The Daily Telegraph

Anna Kessel

- A note from our Women’s Sports Editor

They say finding the perfect pair of jeans is hard, but try finding great activewear. Leggings that don’t slip down when you run, tops that don’t ride up in a downward dog, a sports bra that keeps your breasts supported but isn’t so tight that it involves a panicked sweaty struggle to get off, or on.

With the rise in women getting active – thank you This Girl Can – and the huge growth in profile around women’s sport which Telegraph Women’s Sport is so proud to be leading, there is something of an explosion happening in sports kit for women. Over the last 12 months alone we’ve seen the launch of modest swimwear aimed at empowering Muslim women and girls, a post-mastectomy sports bra, even make-up for the gym.

We may have left the days of sprinting in corsets, as explored in a stunning historical photo special from Fiona Tomas on pages 6-7, but there is still some way to go before sports kit is truly liberating for women.

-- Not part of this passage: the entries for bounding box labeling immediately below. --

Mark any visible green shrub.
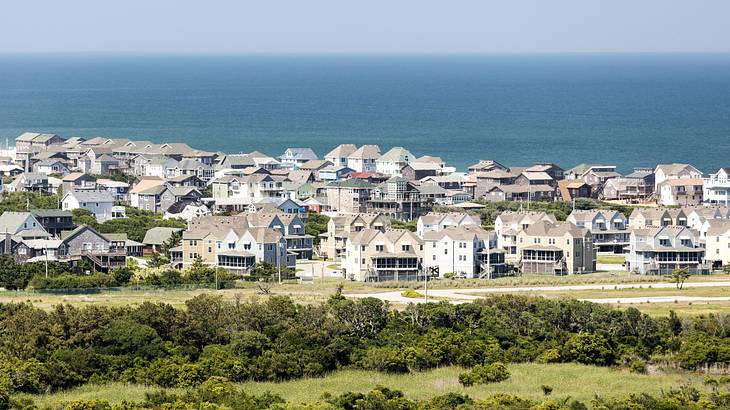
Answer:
[400,289,423,299]
[629,360,646,374]
[565,333,614,366]
[459,362,510,387]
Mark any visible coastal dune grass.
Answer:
[22,363,704,407]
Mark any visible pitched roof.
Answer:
[299,159,332,170]
[327,178,375,188]
[177,158,213,171]
[378,147,414,162]
[63,172,96,182]
[64,190,114,202]
[129,177,165,194]
[142,226,182,245]
[347,145,380,159]
[660,178,704,186]
[30,209,73,218]
[0,211,38,234]
[324,144,357,158]
[655,162,696,175]
[520,171,553,181]
[707,219,730,236]
[279,148,317,160]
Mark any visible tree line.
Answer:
[0,295,730,393]
[0,377,730,410]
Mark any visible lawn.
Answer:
[0,268,730,309]
[21,363,704,408]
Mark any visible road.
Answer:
[345,282,730,304]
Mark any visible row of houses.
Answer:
[332,206,730,281]
[5,133,730,219]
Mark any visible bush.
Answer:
[400,289,423,299]
[459,362,510,387]
[629,360,646,374]
[565,333,614,366]
[28,272,118,289]
[361,347,408,373]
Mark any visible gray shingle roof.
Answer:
[67,190,114,202]
[142,226,182,245]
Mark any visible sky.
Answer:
[0,0,730,53]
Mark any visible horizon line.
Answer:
[0,50,730,57]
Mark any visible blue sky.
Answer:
[0,0,730,53]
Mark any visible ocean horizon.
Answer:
[0,54,730,172]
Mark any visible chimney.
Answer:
[3,231,11,254]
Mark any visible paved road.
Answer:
[297,261,342,278]
[345,282,730,303]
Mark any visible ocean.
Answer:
[0,54,730,172]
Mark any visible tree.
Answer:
[0,255,27,290]
[669,268,689,290]
[565,333,614,366]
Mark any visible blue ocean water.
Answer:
[0,54,730,171]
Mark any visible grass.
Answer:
[469,284,730,299]
[0,268,730,309]
[596,255,626,265]
[21,363,704,408]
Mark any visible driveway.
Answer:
[345,282,730,303]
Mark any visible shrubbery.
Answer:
[0,294,730,393]
[7,384,730,410]
[459,362,510,387]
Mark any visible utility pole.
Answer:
[423,268,428,302]
[43,239,48,279]
[276,242,281,285]
[487,234,492,279]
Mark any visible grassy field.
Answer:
[22,363,704,407]
[464,283,730,316]
[0,272,730,309]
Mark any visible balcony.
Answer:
[702,177,730,188]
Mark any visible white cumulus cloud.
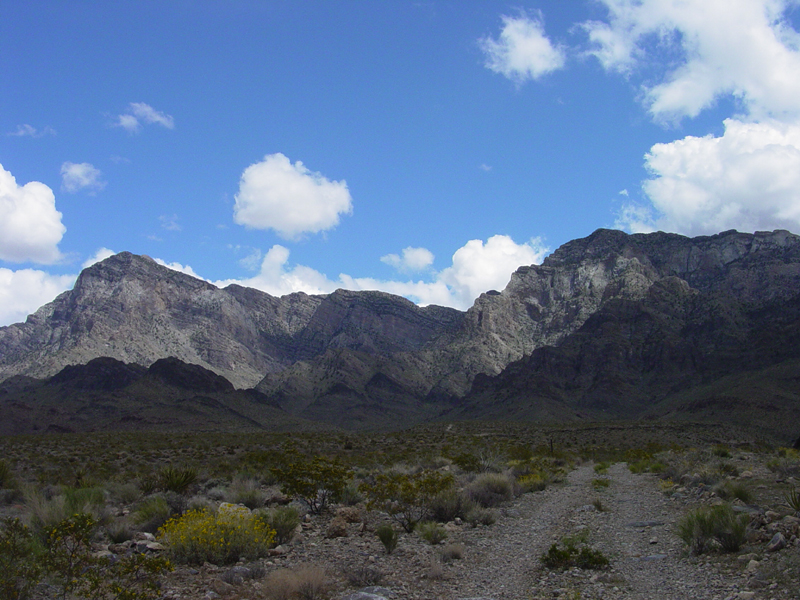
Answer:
[116,102,175,133]
[222,235,547,310]
[619,119,800,235]
[582,0,800,121]
[61,162,106,194]
[81,247,116,269]
[480,12,566,84]
[233,153,353,239]
[6,123,56,138]
[0,268,76,326]
[153,258,203,281]
[381,246,434,271]
[0,164,67,264]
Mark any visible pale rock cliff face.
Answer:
[0,252,462,387]
[424,229,800,396]
[0,230,800,427]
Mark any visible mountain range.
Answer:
[0,229,800,439]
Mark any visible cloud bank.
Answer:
[479,11,566,84]
[0,164,67,264]
[582,0,800,235]
[214,235,547,310]
[115,102,175,133]
[61,162,106,194]
[0,268,76,326]
[233,153,353,240]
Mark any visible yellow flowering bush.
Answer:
[159,507,275,565]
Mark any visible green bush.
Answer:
[133,495,173,533]
[272,455,351,514]
[784,488,800,515]
[714,481,754,504]
[159,504,275,565]
[375,523,399,554]
[0,460,15,490]
[257,506,300,544]
[466,506,497,527]
[226,475,265,509]
[415,521,447,546]
[0,518,41,600]
[466,473,514,508]
[359,470,454,533]
[430,488,475,523]
[677,504,749,554]
[541,539,609,570]
[517,473,547,494]
[156,466,197,494]
[594,461,611,475]
[43,514,172,600]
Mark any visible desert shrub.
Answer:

Even as clothing develops through technologi­cal advances, we remain stuck with debilitati­ng tropes around having to be attractive in the very sphere in which we should be free from those pressures. “Bum-sculpting leggings”, for example, a truly depressing newcomer to this field. Can we please just be active, and enjoy it, without having to think how our butt should look?

In elite sport, the stakes are higher still. Serena Williams’s catsuit notoriousl­y banned from the French Open, despite its importance in supporting her post-natal recovery from life-threatenin­g blood clots. The policing of kit for women, in some sports measured to the centimetre, with the modest wear preferred by Muslim women often deemed to provide too much coverage, while skimpy leotards are the only option available in gymnastics. For Para sport athletes, functional kit is inaccessib­le for too many women.

Finally, while clothes and make-up are all too often belittled as a superficia­l female indulgence, star columnist Dina Asher-smith explores why fashion is an important form of self-expression in her sport.

Kit, it is clear, is a feminist issue. We hope you enjoy our take on it.